Cannabis startup Eaze quietly laid off as many as 25 employees as pressure mounts for the once high-flying company

  • Eaze quietly laid off as many as 25 employees on Wednesday.
  • The layoffs include members of its engineering and live operations team.
  • Eaze didn’t respond to requests for comment.

Cannabis tech startup Eaze quietly laid off as many as 25 employees, Insider has learned.

The layoffs took place on Wednesday, and the cuts included members of Eaze’s engineering team and live operations team, which handles its delivery service. Three former employees described the job cuts to Insider. They asked not to be identified to preserve relationships and protect future job opportunities in the industry.

Eaze didn’t respond to requests for comment sent to its press line and to an outside PR firm.

Eaze began as a cannabis delivery service in the Bay Area and has weathered a few tumultuous years of executive churn, layoffs, and business pivots.

The latest layoffs come after quietly cutting jobs in October and again in February, Insider has learned. The February layoffs affected roughly 20 employees, including Eaze’s government affairs and communications team, its legal team, and other divisions, according to two people familiar with the matter. The company laid off 36 employees in 2019.

Eaze has also seen a parade of long-tenured senior executives depart in the past few months, the people said. 

In August of last year, the startup — once a darling of the young cannabis industry — acquired Green Dragon, a chain of cannabis dispensaries with storefronts in Colorado and Florida, in an all-stock deal. The acquisition was an effort to pivot into selling cannabis itself rather than just delivering it, as Insider has reported

In 2020, Eaze shifted to running its own dispensaries, rather than partnering with other companies, Insider previously reported. The company was forced to pare back expectations that it would sell over $1 billion worth of cannabis that year as well.

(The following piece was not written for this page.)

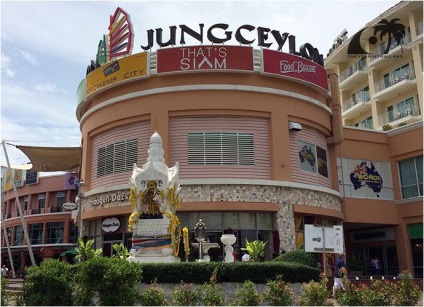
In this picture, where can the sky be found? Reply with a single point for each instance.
(47, 45)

Eaze’s struggles aren’t unusual in the broader tech industry. During the earlier part of the pandemic, the US technology industry boomed. Firms like Amazon and Apple reached record-breaking market caps, while private companies received large funding injections from venture capital firms loaded with cash. But now, an ugly downturn has hit the industry with layoffs brewing.

Eaze CEO Rogelio Choy told Insider in August that the company was looking to raise a $75 million Series E funding round at a $700 million pre-money valuation, with 80% of the capital already committed as of last August. While it’s not clear if that round closed as intended, venture capital database Pitchbook shows that Eaze raised $60 million in new funding in September.